“Lots to do in the garden? Computers come first!”

“On my way to VITO (Flemish Institute for Technological Research) on my bike, I’ve already been thinking through what I’m going to do. I’m bursting with energy and ideas. This morning I was really enthusiastic because I had solved a problem...

So I dashed off a PowerPoint presentation to explain the technical side of the solution. The benefit of that is that it helps me to remember it myself later on. I make so many new things, you see, that I end up forgetting how I actually made them!”

An IT man sketches the future

The man on his bike this morning is Maarten Vander Meulen, who is originally from Amsterdam but now lives in Mol: “I’m a scientific programmer, and I makesoftware to help researchers. This morning I was working on a program to place woodland in clusters of a given size. A sort of sketch of the future.”

Maarten has been involved for some time with software that explores the future: “I feel right at home with researchers in an academic setting. Before I started work at VITO, I worked in Amsterdam and Maastricht, often with software and maps.”

Planning for 2050

Maarten works in the ‘Spatial Aspects of the Environment’ group, or RMA for short: “Specialists in the group investigate spatial issues in all areas: air quality, water management, ecosystem monitoring and valuation, as well as the designated use of the space itself, which means things like choosing a good place to erect wind turbines or plan industrial estates.”

“I am in the last-mentioned group. We are busy planning for 2050, when it will no longer be allowed to build on greenfield sites unless an equivalent area is returned to nature. What will Flanders look like then? That is precisely what we are trying to model. Because we will have to do something to stop Flanders from becoming one big ribbon development.”

In the flow

“I often need to be able to concentrate for long periods of time. So when I’m in our open-plan office with 60 colleagues, I put earplugs in. It’s a fantastic solution! You get into the flow, the time flies by, I really enjoy it...”

Maarten doesn’t spend the whole day at the computer. “At lunchtime I often go and sit outdoors with my colleagues on a bench. And, yes, we have a really good laugh. It’s the strangest thing. Is that typically Flemish? It was never like that in the Netherlands. The convivial atmosphere and the lovely surroundings help me to start my work afresh again afterwards.”

Flexible working hours

“Our flexible working hours mean I can get plenty more work done in the evenings, or stop early if I want to.” Then Maarten has a relaxed cycle ride home: We live in a cul-de-sac with no cars roaring by, where the children can play outside. It’s lovely. I said I would never leave Amsterdam, but suddenly I found myself in Maastricht and now here I am in Mol. If I get the choice, I plan to stay!”
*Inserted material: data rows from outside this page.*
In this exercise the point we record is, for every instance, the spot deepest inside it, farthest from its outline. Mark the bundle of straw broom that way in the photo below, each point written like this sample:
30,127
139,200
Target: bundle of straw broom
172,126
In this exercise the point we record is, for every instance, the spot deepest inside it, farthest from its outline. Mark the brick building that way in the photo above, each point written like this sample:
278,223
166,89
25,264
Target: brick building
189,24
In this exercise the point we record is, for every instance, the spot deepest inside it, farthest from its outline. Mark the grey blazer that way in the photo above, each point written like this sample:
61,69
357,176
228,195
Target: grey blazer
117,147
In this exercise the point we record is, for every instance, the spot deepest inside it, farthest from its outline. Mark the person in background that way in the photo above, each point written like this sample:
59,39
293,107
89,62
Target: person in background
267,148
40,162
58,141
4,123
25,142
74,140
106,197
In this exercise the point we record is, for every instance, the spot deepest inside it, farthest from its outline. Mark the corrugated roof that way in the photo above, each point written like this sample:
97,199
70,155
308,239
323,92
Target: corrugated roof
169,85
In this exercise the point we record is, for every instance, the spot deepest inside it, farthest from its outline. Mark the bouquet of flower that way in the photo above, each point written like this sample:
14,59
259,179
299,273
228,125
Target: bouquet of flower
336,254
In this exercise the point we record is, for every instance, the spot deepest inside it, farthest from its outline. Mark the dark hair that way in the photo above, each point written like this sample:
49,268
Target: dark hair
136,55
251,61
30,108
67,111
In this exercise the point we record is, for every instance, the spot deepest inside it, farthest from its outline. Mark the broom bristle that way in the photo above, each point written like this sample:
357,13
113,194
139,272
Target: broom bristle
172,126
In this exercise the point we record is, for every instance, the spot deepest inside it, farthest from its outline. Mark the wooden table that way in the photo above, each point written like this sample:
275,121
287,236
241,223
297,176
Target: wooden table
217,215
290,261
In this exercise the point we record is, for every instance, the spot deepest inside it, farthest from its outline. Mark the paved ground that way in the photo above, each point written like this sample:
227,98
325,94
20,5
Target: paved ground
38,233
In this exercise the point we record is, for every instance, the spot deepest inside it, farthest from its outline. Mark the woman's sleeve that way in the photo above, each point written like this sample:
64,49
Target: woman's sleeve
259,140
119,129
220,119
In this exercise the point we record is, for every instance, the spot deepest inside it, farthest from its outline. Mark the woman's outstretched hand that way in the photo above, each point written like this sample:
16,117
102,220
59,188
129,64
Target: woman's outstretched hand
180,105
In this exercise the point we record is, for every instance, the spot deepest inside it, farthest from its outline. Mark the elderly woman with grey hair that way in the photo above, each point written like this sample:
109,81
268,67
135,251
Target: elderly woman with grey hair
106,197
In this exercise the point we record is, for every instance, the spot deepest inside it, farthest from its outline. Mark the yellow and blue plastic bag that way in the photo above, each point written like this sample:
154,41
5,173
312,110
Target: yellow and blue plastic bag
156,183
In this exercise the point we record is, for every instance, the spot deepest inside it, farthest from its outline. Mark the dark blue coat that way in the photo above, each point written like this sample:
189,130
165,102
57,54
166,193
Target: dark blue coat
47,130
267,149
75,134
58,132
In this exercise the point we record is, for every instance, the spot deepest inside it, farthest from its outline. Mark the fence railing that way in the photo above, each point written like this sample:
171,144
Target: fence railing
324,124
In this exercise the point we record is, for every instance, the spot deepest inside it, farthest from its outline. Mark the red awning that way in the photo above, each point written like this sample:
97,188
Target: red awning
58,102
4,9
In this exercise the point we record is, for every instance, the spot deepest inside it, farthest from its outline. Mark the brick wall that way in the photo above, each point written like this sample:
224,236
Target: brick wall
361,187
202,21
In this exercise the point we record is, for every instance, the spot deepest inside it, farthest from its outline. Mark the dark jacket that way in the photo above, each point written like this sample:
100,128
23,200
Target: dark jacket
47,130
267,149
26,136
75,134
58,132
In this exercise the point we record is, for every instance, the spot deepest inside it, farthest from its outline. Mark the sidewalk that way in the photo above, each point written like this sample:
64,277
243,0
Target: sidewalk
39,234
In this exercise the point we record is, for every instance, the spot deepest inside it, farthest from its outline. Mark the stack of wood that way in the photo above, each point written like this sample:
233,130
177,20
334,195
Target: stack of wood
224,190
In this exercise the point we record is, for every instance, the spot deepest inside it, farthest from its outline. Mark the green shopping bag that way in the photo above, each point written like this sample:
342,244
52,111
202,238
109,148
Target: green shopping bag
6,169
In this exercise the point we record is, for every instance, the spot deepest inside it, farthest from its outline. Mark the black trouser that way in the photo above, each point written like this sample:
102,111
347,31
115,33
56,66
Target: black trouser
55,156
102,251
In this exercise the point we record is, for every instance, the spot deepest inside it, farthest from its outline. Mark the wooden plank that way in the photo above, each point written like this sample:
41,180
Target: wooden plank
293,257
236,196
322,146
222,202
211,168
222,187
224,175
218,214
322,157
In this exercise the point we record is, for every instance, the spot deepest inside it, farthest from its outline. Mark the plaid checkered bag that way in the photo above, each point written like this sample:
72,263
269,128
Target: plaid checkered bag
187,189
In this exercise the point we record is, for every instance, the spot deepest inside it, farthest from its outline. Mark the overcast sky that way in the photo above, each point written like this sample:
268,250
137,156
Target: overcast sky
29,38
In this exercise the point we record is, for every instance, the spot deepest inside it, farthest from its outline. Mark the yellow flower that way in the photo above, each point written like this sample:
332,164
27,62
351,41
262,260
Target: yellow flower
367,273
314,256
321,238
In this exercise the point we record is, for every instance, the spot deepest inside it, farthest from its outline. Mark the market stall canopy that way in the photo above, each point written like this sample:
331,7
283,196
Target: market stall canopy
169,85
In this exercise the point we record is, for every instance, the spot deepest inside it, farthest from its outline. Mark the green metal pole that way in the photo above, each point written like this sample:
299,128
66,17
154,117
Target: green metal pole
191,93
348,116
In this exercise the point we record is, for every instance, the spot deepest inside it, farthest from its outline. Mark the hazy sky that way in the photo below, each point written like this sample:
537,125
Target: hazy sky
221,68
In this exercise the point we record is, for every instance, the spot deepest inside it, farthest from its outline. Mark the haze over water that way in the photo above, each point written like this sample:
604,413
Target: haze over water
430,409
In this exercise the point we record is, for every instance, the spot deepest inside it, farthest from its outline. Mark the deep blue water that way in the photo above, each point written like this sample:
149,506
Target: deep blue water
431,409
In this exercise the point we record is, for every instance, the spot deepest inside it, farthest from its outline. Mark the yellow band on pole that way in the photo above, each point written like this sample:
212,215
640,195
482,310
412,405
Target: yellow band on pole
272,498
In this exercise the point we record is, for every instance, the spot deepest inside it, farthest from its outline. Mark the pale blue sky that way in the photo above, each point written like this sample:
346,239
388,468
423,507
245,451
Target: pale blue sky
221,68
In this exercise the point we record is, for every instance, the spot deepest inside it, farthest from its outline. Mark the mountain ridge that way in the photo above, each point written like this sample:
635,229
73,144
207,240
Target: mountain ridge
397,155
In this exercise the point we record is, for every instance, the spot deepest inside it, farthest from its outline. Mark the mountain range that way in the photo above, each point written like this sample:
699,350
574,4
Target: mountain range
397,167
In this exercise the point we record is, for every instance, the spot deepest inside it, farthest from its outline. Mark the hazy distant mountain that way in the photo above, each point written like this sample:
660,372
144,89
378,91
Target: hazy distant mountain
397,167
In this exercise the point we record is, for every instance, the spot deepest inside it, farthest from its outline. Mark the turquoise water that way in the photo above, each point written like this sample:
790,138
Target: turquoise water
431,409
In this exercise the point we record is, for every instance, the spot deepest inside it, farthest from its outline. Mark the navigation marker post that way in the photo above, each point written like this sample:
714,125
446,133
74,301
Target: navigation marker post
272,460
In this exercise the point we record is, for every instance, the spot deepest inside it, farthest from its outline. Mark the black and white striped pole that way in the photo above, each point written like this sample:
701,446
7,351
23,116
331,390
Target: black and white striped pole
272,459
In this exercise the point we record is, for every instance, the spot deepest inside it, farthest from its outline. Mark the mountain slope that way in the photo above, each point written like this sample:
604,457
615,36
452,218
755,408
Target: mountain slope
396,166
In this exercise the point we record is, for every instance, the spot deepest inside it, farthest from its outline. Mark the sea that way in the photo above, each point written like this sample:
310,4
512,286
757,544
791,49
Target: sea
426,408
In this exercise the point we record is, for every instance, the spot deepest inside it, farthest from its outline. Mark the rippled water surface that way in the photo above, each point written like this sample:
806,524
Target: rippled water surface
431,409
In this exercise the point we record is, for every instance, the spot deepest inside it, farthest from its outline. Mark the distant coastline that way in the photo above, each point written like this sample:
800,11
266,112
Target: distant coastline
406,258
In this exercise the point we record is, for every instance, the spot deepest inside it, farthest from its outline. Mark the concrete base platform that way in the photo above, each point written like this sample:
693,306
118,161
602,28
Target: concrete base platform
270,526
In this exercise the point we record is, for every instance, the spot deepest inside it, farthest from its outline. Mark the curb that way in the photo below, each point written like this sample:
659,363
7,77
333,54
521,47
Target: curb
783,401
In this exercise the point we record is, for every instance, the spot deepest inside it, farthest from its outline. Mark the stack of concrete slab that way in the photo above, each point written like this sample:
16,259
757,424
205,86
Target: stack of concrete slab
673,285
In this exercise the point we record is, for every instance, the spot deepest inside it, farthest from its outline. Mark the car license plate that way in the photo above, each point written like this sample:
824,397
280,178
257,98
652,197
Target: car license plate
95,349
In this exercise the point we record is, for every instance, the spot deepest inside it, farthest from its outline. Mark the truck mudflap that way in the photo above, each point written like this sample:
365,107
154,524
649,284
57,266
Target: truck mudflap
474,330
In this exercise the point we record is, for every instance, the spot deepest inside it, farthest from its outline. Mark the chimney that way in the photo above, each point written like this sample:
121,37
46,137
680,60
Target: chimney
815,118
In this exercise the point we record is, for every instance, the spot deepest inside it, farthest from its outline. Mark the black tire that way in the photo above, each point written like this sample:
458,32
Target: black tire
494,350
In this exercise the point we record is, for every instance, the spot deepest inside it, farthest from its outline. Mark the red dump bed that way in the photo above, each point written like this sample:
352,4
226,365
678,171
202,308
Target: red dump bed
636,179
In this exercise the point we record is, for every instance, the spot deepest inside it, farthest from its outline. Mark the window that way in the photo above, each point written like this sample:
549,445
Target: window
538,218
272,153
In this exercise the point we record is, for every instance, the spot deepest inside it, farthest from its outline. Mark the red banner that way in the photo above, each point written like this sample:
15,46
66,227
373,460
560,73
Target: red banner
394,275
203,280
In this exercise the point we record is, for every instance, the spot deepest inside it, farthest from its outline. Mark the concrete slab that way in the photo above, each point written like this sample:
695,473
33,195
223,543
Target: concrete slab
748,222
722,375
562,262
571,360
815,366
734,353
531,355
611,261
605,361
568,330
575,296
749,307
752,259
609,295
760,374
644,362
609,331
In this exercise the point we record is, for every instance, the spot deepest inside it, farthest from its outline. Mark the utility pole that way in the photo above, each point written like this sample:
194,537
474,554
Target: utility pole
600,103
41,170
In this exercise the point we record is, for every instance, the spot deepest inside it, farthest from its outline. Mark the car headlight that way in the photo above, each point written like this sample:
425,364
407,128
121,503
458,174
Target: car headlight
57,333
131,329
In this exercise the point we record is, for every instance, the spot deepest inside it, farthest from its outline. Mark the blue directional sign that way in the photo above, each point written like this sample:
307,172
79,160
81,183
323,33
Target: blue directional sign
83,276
Does Maarten use computers at home as well?

“My job is my hobby. I’m fascinated by the world of neural networks and deep learning. Autonomous cars, facial recognition on photos, the AlphaGo program that beat the world’s best Go player this year... artificial intelligence has suddenly taken off in the last few years. I never thought I’d see anything like it.”

“Oh yes, I’ve got a garden at home that needs a lot of attention. But computers come first, don’t they?!”